Vangelo di oggi

Commento al Vangelo del giorno: 20 Febbraio 2020 – Chi dice la gente che io sia?

Il Vangelo di oggi: Mc 8,27-33

domande sulla fedeIn quel tempo, Gesù partì con i suoi discepoli verso i villaggi intorno a Cesarèa di Filippo, e per la strada interrogava i suoi discepoli dicendo: «La gente, chi dice che io sia?». Ed essi gli risposero: «Giovanni il Battista; altri dicono Elìa e altri uno dei profeti». Ed egli domandava loro: «Ma voi, chi dite che io sia?». Pietro gli rispose: «Tu sei il Cristo ». E ordinò loro severamente di non parlare di lui ad alcuno. E cominciò a insegnare loro che il Figlio dell’uomo doveva soffrire molto ed essere rifiutato dagli anziani, dai capi dei sacerdoti e dagli scribi, venire ucciso e, dopo tre giorni, risorgere. Faceva questo discorso apertamente. Pietro lo prese in disparte e si mise a rimproverarlo. Ma egli, voltatosi e guardando i suoi discepoli, rimproverò Pietro e disse: «Va’ dietro a me, Satana! Perché tu non pensi secondo Dio, ma secondo gli uomini».

Contemplo:

Signore abbi pietà:
Non ho paura che Dio distrugga il mondo, ho paura che lo lasci vagare come cieco sulle steppe colte e raffinate della cultura di oggi. Signore, mio Dio, abbi pietà del tuo popolo e non essere troppo severo con lui. Lo so che questo tuo popolo non sente più il gusto della terra promessa a causa delle comodità, del gusto della terra su cui vive, ma Signore, abbi pazienza ancora un tantino, vedrai che finirà per capirlo. Signore, abbi pietà dell’uomo. E ti chiedo soprattutto una cosa: non tentarlo troppo sulla fede, non dargli questa tremenda prova. E se è lui che si mette nei pasticci, non abbandonarlo nella sua notte! Ho paura dell’uomo che non sa più dov’è il suo Dio! Fagli sentire la tua mano con la mano delle cose, fagli avvertire la tua presenza dietro il velo di tutte le presenze.

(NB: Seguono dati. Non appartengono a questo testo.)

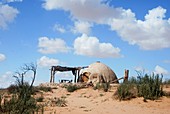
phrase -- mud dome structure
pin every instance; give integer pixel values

Commento al Vangelo del giorno:

Diceva Romano Guardini: “Il cristianesimo, in primo luogo, non è una dottrina, ma una persona, Gesù, il Cristo”. E’ proprio così.
Gesù è la sintesi tra l’amore infinito di Dio, il divino, e tutto ciò che di bello e di buono è rimasto nell’uomo. In Lui il Figlio di Dio e il figlio dell’uomo diventano persona, volto, incontro. In Gesù il mistero di Dio e il mistero dell’uomo si svelano innanzi a noi, penetrano nella nostra casa interiore, illuminano gli angoli reconditi del non senso, istaurano nel nostro cuore il Regno che non ha tempo e non ha fine. Se questi due misteri vengono scissi, se consideriamo Gesù solo Dio o solo uomo cadiamo nell’errore, lo consideriamo una volta Giovanni Battista, quell’altra Elia, un’altra ancora “uno dei profeti”. In poche e semplici parole “uno dei tanti”. No! Lui è l’unico, l’Unigenito, l’eterno racchiuso in una briciola di tempo, in un lembo di storia. Non lo possiamo sminuire, ridurre, carpire. Cristo è una Persona, non un pensiero o una filosofia, dobbiamo prenderlo tutto, così com’è. La gente accorre numerosa e ritaglia del Cristo quello che gli serve, rimanendo però in superficie. Il cristiano, l’amico è colui che va, vede dove abita e rimane con Lui. Si immerge nel suo mistero, lo accetta e lo fa diventare vita. Pietro gli rispose: «Tu sei il Cristo». Si, tu sei la via, la verità, la vita.